Par ses vues sur la propriété, il est clair que le national-socialisme se rapprochait nettement de l’idéologie soviétique. Parce que l’anticommunisme a longtemps été mal-interprété, nous sommes souvent amenés à croire que les Nazis avaient honte que de tels parallèles puissent être tracés. En réalité il n’en fut rien, et c’est parce que certains principes communistes fonctionnaient que les Nazis les intégrèrent dans leur vision. Dans le chapitre consacré aux objections, nous avons consacré de longues pages à la relation entre communisme et nazisme, dans lequel nous revenons sur les sentiments souvent bienveillants que les Nazis témoignèrent en privé. Ces sentiments comprenaient la célébration de l’efficacité du système économique soviétique ou du moins de certains de ses manifestations. Le système stakhanoviste, celui des méthodes coercitives accompagnant un culte de la performance, en est un exemple. Impressionné par ce système, il dira ainsi à ses proches : « Il est stupide de se moquer du système stakhanoviste. Les armes et les équipements des armées russes sont la meilleure preuve de l’efficacité de ce système dans la gestion de la ressource humaine dans l’industrie. Staline mérite notre respect inconditionnel. Dans son propre genre, il est un vrai camarade ! Il connait très bien ses références, Genghiz Khan et les autres, et la portée de sa planification industrielle n’est dépassée que par notre propre Plan Quadriennal. Et c’est évident également qu’il est tout à fait déterminé à ne pas avoir un chômage tel que celui qu’on trouve dans des pays capitalistes comme les États-Unis. »

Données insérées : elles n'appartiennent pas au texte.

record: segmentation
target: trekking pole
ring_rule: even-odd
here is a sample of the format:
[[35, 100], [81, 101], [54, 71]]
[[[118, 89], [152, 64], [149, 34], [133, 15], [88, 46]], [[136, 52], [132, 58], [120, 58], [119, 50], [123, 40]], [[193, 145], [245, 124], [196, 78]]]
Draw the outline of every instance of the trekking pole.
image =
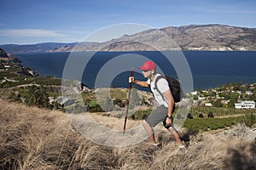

En établissant ce système et en ayant eu la présence d’esprit de construire un « socialisme dans un seul pays », et donc un socialisme national, Staline devait donc être célébré. Selon les Nazis, ses accomplissements étaient fantastiques et la Russie stalinienne devait être considérée comme l’une des nations les plus avancées du monde. Au milieu de la guerre, Hitler déclarera même qu’avec quelques années de plus elle aurait pu devenir un « monstre super-industrialisé ». Citons ses mots : « Si Staline avait eu dix ou quinze ans de plus, la Russie serait devenu le plus puissant pays du monde, et deux ou trois siècles auraient été nécessaires pour faire changer cela. C’est un phénomène historique ! Il a augmenté le niveau de vie — cela ne fait aucun doute. Plus personne ne meurt de faim en Russie. Ils ont construit des usines là où il y a deux ou trois ans il n’y avait que des villages inconnus — et des usines, tenez-vous bien, aussi grandes que les Hermann Göring Works. Ils ont construit des lignes de chemin de fer qui ne sont même pas encore sur nos cartes. En Allemagne nous nous disputons sur la fixation du prix des billets avant même de commencer à construire la ligne ! J’ai lu un livre sur Staline ; je dois admettre que c’est une personnalité immense. » (pp. 73-74)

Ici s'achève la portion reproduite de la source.